I’m so grateful to have this vegan pumpkin pie for Thanksgiving this year! Without eggs and milk, I was really afraid the flavor would not be right. I was happily surprised! We tried this out when my sister came to visit, she loved it! And she is a traditionalist in all things Thanksgiving, so for me that was a huge win! My daughter also loved it, and asked for more! With pumpkin and tofu as the main ingredients, I really feel as though it could be a semi-complete meal in case it’s the only thing my children will eat!
Graham Cracker Style Crust:
1 1/2 Cups Ground gluten free graham style crackers (I used Schar Honeygrams)
1/3 Cups Sugar
6 Tablespoons Earth Balance Buttery Spread
1/2 Teaspoon Cinnamon
Pumpkin Pie Filling:
1 16 oz can pumpkin or equal amount of cooked pumpkin, well drained
3/4C Brown sugar
10 oz Firm Tofu
2 Teaspoons Cinnamon
1/2 Teaspoon Ground ginger
1/2 Teaspoon Salt
1/4 Teaspoon Ground Cloves
1/4 Teaspoon Cardamon
1/4 Teaspoon Nutmeg
Preheat oven to 425 degrees.
I used my food processor for this project. It did the best job. Put gluten free graham style crackers in the food processor and pulse until all big pieces break down. Add sugar, Earth Balance, and cinnamon, and pulse again until you can press the crumbles into pieces with your fingers. Pour crumbles into a pie plate and press into a pie crust shape. Place aside.
Also using a food processor, prepare the pumpkin pie filling. I found it a slight pain to have to wash out my food processor. I tried to make the filling in my kitchen aid mixer, but it did not work. It just made a lumpy mess that no one wanted to eat!

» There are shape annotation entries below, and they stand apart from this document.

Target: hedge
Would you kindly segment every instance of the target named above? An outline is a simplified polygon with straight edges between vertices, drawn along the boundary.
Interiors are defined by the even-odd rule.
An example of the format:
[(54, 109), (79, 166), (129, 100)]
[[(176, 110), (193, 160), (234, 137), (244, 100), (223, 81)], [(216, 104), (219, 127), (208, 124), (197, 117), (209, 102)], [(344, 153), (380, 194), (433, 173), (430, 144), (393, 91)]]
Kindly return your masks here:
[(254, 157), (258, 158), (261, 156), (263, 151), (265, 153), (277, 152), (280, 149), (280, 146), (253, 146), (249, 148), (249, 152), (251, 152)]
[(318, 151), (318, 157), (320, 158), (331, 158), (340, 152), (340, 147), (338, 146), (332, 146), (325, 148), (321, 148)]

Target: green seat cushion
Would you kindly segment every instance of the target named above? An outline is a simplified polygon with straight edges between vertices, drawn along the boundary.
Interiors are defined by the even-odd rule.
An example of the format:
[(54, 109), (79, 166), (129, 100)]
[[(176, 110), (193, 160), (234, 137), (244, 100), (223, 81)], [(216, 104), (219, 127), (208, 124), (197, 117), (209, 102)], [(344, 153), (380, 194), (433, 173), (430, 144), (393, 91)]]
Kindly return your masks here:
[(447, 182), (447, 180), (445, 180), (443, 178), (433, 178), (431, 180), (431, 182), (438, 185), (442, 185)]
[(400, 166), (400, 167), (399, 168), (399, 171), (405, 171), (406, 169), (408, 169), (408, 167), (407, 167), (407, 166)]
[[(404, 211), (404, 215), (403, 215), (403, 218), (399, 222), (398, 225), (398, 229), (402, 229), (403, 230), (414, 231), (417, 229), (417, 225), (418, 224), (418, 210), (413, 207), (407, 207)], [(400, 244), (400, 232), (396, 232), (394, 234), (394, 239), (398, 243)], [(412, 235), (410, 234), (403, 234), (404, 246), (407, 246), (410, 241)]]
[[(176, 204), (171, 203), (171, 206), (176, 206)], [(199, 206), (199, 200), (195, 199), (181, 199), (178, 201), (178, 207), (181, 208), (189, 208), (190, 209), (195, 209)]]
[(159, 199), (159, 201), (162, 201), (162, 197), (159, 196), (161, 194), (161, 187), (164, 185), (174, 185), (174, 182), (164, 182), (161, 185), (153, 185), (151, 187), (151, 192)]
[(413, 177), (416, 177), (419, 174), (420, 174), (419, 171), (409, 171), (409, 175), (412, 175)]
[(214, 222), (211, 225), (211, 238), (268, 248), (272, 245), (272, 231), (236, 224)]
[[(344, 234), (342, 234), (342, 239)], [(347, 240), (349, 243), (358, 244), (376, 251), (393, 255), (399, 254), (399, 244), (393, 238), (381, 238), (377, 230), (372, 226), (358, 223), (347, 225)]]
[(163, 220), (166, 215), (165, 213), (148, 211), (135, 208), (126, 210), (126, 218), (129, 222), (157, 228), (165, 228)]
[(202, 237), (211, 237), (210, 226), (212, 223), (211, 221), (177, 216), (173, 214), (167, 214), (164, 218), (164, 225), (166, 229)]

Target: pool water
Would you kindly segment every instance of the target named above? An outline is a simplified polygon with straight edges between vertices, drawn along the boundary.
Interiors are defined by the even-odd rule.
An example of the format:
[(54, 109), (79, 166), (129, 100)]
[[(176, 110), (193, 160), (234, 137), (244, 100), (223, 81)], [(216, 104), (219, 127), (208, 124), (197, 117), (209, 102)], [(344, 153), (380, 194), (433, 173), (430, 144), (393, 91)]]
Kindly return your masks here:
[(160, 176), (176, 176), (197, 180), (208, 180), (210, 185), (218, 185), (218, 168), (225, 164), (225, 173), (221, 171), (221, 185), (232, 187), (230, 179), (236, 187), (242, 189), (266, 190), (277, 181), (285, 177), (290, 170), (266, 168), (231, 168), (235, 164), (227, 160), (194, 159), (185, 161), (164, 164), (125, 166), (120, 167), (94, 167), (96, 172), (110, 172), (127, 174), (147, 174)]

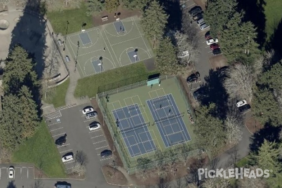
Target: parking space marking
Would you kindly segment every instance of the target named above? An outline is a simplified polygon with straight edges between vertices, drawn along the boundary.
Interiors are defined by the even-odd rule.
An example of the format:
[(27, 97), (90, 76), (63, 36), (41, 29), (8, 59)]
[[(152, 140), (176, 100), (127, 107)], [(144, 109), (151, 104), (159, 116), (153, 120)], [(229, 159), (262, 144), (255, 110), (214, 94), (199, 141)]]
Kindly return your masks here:
[(58, 146), (57, 147), (58, 148), (59, 147), (63, 147), (63, 146), (65, 146), (66, 145), (69, 145), (70, 144), (65, 144), (64, 145), (60, 145), (60, 146)]
[(97, 137), (99, 137), (99, 136), (103, 136), (104, 135), (103, 135), (103, 134), (101, 134), (101, 135), (99, 135), (98, 136), (94, 136), (94, 137), (91, 137), (90, 138), (92, 139), (92, 138), (96, 138)]
[(100, 142), (104, 142), (106, 141), (106, 140), (102, 140), (102, 141), (100, 141), (99, 142), (95, 142), (95, 143), (93, 143), (93, 144), (97, 144), (98, 143), (100, 143)]
[(70, 161), (70, 162), (68, 162), (67, 163), (65, 163), (65, 162), (64, 163), (64, 165), (65, 165), (65, 164), (69, 164), (70, 163), (73, 163), (74, 162), (75, 162), (73, 160), (73, 161)]
[(96, 130), (96, 131), (90, 131), (90, 132), (89, 132), (89, 133), (92, 133), (92, 132), (94, 132), (98, 131), (100, 130), (100, 129), (98, 129), (97, 130)]
[(86, 121), (85, 121), (83, 122), (83, 123), (85, 123), (85, 122), (87, 122), (87, 121), (92, 121), (93, 120), (96, 120), (96, 118), (91, 118), (90, 119), (88, 120), (86, 120)]
[(59, 135), (61, 135), (62, 134), (66, 134), (65, 132), (64, 132), (63, 133), (61, 133), (60, 134), (57, 134), (56, 135), (54, 135), (53, 136), (53, 137), (55, 137), (55, 136), (58, 136)]
[(68, 150), (66, 150), (65, 151), (61, 151), (60, 152), (60, 153), (63, 153), (63, 152), (66, 152), (67, 151), (71, 151), (72, 150), (72, 149), (70, 149)]
[(193, 88), (193, 89), (191, 89), (191, 90), (195, 90), (195, 89), (199, 89), (199, 88), (200, 87), (196, 87), (195, 88)]
[(110, 157), (109, 158), (106, 158), (106, 159), (100, 159), (100, 161), (103, 161), (104, 160), (106, 160), (107, 159), (112, 159), (112, 158), (113, 158), (113, 157)]
[(59, 129), (63, 129), (63, 127), (61, 127), (60, 128), (58, 128), (58, 129), (54, 129), (53, 130), (50, 130), (50, 131), (56, 131), (56, 130), (58, 130)]
[(55, 124), (58, 124), (58, 123), (61, 123), (61, 121), (60, 121), (59, 122), (57, 122), (56, 123), (52, 123), (51, 124), (50, 124), (50, 125), (48, 125), (48, 126), (50, 126), (50, 125), (55, 125)]
[(96, 148), (95, 149), (101, 149), (101, 148), (103, 148), (104, 147), (108, 147), (108, 145), (105, 145), (105, 146), (102, 146), (102, 147), (98, 147), (98, 148)]

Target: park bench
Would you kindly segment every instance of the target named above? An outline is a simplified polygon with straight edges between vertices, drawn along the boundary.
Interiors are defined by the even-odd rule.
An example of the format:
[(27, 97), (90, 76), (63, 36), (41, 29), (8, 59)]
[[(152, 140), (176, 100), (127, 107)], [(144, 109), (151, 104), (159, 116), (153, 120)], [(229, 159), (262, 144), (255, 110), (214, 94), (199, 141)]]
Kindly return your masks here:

First, process the tofu until it is smooth and creamy. Add the rest of the ingredients and process until fully mixed. Pour into prepared pie crust. Bake for 15 minutes at 425 degrees, then reduce to 350 degrees and bake an additional 40 minutes.
Unfortunately, I didn’t get a picture of the pie cooked, because the graham cracker crust edge burned. Next time, I will use foil all around the edges. Also, I’m planning not to let the pie crust rise up as high in the pie plate. The crust was perfectly cooked under the pumpkin filling.
This pie was a HUGE hit with my sister, the traditionalist, and my kids and husband! Mmm! My daughter has been asking for pumpkin pie ever since. Thanksgiving is the week, so the wait is almost over to have this pie again!!